Na última semana, a pedido do Ministério Público, a Delegacia Seccional de Polícia abriu inquérito para investigar as circunstâncias em que ocorreram as inclusões de áreas. Na esfera cível o caso também é acompanhado pelo promotor Sérgio Clementino, que inclusive já ouviu Rillo. Na semana passada, o petista afirmou que “já rolou” dinheiro para votação deste tipo de projeto. Sansão cobrou da imprensa que tornasse público os casos de “corrupção.”

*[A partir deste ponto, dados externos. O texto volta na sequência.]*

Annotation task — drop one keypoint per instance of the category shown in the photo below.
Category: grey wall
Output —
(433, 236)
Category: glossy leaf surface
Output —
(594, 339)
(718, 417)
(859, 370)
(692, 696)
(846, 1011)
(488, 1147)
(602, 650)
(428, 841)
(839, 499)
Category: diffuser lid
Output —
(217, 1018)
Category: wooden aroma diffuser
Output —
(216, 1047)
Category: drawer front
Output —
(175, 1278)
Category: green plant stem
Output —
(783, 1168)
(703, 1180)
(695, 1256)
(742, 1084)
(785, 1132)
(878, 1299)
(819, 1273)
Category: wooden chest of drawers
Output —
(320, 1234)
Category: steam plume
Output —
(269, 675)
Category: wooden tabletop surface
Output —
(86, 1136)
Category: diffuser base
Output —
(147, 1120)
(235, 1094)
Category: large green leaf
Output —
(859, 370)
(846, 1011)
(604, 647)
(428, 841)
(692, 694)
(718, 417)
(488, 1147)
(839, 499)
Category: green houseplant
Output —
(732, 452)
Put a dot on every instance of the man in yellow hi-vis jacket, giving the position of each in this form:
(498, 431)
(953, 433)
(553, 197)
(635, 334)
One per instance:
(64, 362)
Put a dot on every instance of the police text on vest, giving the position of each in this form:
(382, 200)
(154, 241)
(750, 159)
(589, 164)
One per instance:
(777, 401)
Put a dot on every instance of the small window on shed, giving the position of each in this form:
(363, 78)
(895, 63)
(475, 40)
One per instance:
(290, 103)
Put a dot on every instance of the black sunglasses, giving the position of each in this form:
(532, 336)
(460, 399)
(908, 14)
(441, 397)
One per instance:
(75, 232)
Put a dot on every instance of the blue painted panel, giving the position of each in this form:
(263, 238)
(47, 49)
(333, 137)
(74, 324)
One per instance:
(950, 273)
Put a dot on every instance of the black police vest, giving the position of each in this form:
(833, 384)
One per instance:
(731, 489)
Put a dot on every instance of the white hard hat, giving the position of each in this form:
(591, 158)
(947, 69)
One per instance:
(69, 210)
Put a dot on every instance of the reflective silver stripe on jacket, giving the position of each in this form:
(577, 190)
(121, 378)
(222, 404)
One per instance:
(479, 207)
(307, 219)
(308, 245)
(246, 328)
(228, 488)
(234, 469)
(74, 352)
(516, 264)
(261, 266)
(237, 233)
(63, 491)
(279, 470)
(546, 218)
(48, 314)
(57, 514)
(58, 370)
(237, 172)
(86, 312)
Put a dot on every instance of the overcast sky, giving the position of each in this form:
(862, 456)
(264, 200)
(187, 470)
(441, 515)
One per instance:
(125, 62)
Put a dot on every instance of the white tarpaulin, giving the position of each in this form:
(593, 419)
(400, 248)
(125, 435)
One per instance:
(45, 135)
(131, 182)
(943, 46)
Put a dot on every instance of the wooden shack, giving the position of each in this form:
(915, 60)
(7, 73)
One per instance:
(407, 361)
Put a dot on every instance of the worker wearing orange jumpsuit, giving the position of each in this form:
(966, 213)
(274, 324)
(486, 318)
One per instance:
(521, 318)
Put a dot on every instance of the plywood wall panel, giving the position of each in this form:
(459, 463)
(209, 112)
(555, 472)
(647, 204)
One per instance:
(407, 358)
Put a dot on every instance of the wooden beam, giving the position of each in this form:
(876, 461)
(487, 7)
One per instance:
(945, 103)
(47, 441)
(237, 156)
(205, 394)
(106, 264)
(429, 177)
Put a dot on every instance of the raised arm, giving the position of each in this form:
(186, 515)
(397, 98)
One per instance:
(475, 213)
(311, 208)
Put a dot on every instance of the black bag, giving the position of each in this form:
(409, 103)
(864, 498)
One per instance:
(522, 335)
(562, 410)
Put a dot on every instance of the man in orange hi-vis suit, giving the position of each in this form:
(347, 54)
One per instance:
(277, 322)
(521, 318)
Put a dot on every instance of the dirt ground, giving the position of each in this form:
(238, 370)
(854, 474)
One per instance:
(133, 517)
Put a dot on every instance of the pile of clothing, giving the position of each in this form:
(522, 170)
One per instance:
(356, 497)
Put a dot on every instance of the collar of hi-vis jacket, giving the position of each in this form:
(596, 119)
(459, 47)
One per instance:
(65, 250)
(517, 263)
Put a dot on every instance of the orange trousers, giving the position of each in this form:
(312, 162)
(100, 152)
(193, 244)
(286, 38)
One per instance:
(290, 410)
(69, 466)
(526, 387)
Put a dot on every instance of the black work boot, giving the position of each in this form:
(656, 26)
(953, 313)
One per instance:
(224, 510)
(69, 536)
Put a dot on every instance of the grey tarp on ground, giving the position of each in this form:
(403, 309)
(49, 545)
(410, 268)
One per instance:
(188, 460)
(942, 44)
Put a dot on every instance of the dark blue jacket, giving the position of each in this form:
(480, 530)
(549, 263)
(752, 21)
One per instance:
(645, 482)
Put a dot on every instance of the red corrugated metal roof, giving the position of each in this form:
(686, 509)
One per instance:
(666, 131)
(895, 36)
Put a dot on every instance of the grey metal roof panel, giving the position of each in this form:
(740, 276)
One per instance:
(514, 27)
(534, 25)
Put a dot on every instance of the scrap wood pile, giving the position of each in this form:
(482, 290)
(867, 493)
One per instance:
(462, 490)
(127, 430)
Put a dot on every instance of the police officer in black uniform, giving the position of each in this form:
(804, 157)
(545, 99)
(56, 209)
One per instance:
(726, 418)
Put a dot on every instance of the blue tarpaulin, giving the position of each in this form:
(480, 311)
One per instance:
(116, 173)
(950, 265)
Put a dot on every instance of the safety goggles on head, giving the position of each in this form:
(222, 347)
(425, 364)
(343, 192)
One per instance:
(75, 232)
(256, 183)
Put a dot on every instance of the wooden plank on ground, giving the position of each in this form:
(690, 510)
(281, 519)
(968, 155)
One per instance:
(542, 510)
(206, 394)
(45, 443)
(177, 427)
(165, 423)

No total, somando as propostas apresentadas pelo prefeito, a Câmara já incluiu 5,3 milhões de metros quadrados de áreas rurais no perímetro urbano do município desde 2009. O montante é equivalente a seis condomínios Damha I, que tem área de 831,1 mil metros quadrados, ou então a 645 campos de futebol oficial. Somente os vereadores Walter Farath (PR) e Jorge Menezes (DEM), licenciado para ocupar o cargo de secretário de Agricultura, incluíram 1,7 milhão de metros quadrados, mais do que o 1,5 milhão de metros propostos pelo Executivo. A extensão das áreas incluídas pelos dois vereadores corresponde a 215 campos de futebol com 8,2 mil metros quadrados cada.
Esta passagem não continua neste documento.